Sauce Périgueux

Sauce Périgueux and its derivative Sauce Périgourdine, named after the city of Périgueux, capital of the Périgord region of France, are savoury sauces. Their principal ingredients are madeira and truffles.

Background

Périgord in western France is noted for its truffles. A sauce Périgord, made of vegetables, ham or bacon, and mushrooms, sometimes with truffle peelings, is named after the region.[1] The more elaborate sauce Périgueux is mentioned frequently in the recipes of Marie-Antoine Carême from the late 18th and early 19th centuries. Carême calls for the sauce to be served with birds including chicken,[2] thrush,[3] and pheasant,[4] and fish including lemon sole,[5] whiting,[6] and salmon.[7]

The author James Bentley calls sauce Périgueux, "an essential ingredient of many dishes and part of the repertoire of every French chef". He comments that it is often mistakenly called Dordogne sauce, "which obscures its origins in the capital of Périgord".[8]

Ingredients and use

In L'art de la cuisine française, Carême's collected recipes, the ingredients of the sauce are not listed, but Auguste Escoffier, in his 1934 book Ma Cuisine, specifies a demi-glace finished with madeira, and chopped truffles. He recommends the sauce as an accompaniment to eggs; crépinettes of mutton, lamb or chicken; poussin; boudin blanc; saddle of hare; young turkey; and pheasant.[9] Alternatives to madeira are mentioned in Gustav Carlin's 1889 Le cuisinier moderne, which suggests champagne,[1] and in James Bentley's 1986 Life and Food in the Dordogne, which replaces madeira with white wine and cognac.[8]

Sauce Périgueux is the classic accompaniment to a Tournedos Rossini.[10] Some modern recipes use tinned truffles: among the writers calling for these are Elizabeth David in French Provincial Cooking (1960)[11] and Simone Beck, Louisette Bertholle and Julia Child in Mastering the Art of French Cooking (1961).[12] Beck and her colleagues recommend the sauce as an accompaniment to fillet of beef, fresh foie gras, ham, veal, egg dishes and timbales.[12]
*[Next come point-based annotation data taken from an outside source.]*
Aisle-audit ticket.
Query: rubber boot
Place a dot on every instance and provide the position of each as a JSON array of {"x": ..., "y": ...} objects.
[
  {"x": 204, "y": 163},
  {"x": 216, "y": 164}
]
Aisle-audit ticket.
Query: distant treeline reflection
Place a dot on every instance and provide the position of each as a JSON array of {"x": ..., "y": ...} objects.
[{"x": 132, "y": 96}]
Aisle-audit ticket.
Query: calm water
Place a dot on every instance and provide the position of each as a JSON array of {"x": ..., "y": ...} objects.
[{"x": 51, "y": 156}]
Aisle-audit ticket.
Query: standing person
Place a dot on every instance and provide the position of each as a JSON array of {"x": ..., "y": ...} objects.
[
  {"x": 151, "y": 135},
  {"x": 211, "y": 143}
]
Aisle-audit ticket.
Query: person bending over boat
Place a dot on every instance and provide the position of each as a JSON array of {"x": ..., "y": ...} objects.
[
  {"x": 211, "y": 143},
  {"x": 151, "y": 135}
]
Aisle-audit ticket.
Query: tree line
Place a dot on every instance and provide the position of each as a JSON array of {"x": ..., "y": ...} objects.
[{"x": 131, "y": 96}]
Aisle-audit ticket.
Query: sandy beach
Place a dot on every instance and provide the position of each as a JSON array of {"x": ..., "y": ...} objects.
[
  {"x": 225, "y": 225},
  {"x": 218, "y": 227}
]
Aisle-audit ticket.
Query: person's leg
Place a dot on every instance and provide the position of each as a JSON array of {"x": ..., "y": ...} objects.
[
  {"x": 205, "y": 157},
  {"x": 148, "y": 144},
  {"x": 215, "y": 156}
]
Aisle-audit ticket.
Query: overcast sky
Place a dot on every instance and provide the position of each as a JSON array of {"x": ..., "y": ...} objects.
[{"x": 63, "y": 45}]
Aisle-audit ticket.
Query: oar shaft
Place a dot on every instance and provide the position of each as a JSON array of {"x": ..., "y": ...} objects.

Sauce Périgourdine is a derivative of sauce Périgueux and differs only in that the latter is finished with chopped truffles and the former with truffles cut into miniature globes or with whole slices of truffle.[13]

References

  1. Garlin, p. 30
  2. Carême, pp. 95 and 123–124
  3. Carême, pp. 277–278
  4. Carême, p. 287
  5. Carême, p. 340
  6. Carême, p. 364
  7. Carême, p. 409
  8. Bentley, pp. 39–40
  9. Escoffier, pp. 20, 104, 279–280, 291, 359, 365, 418, 471–472 and 476
  10. Peterson, pp. 201–202
  11. David, p. 94
  12. Beck, Bertholle and Child, p. 78
  13. Peterson, p. 200

Sources

  • Beck, Simone; Louisette Bertholle; Julia Child (2012) [1961]. Mastering the Art of French Cooking, Volume One. London: Particular. ISBN 978-0-241-95339-6.
  • Bentley, James (1986). Life and Food in the Dordogne. London: Weidenfeld and Nicolson. ISBN 978-0-297-78725-9.
  • Carême, Marie-Antoine (1847). L'art de la cuisine française au dix-neuviême siêcle. Paris: Comptoir des Imprimeurs-Unis. OCLC 969509254.
  • David, Elizabeth (2002) [1960]. French Provincial Cooking (fourth ed.). London: Folio Society. OCLC 8093497113.
  • Escoffier, Auguste (1934). Ma Cuisine. Paris: Flamarion. OCLC 3974541.
  • Garlin, Gustave (1889). Le cuisinier moderne, ou, Les secrets de l'art culinaire (second ed.). Paris: Garnier frères. OCLC 834392993.
  • Peterson, James (2017). Sauces (fourth ed.). Boston and New York: Houghton Mifflin Harcourt. ISBN 978-0-544-81982-5.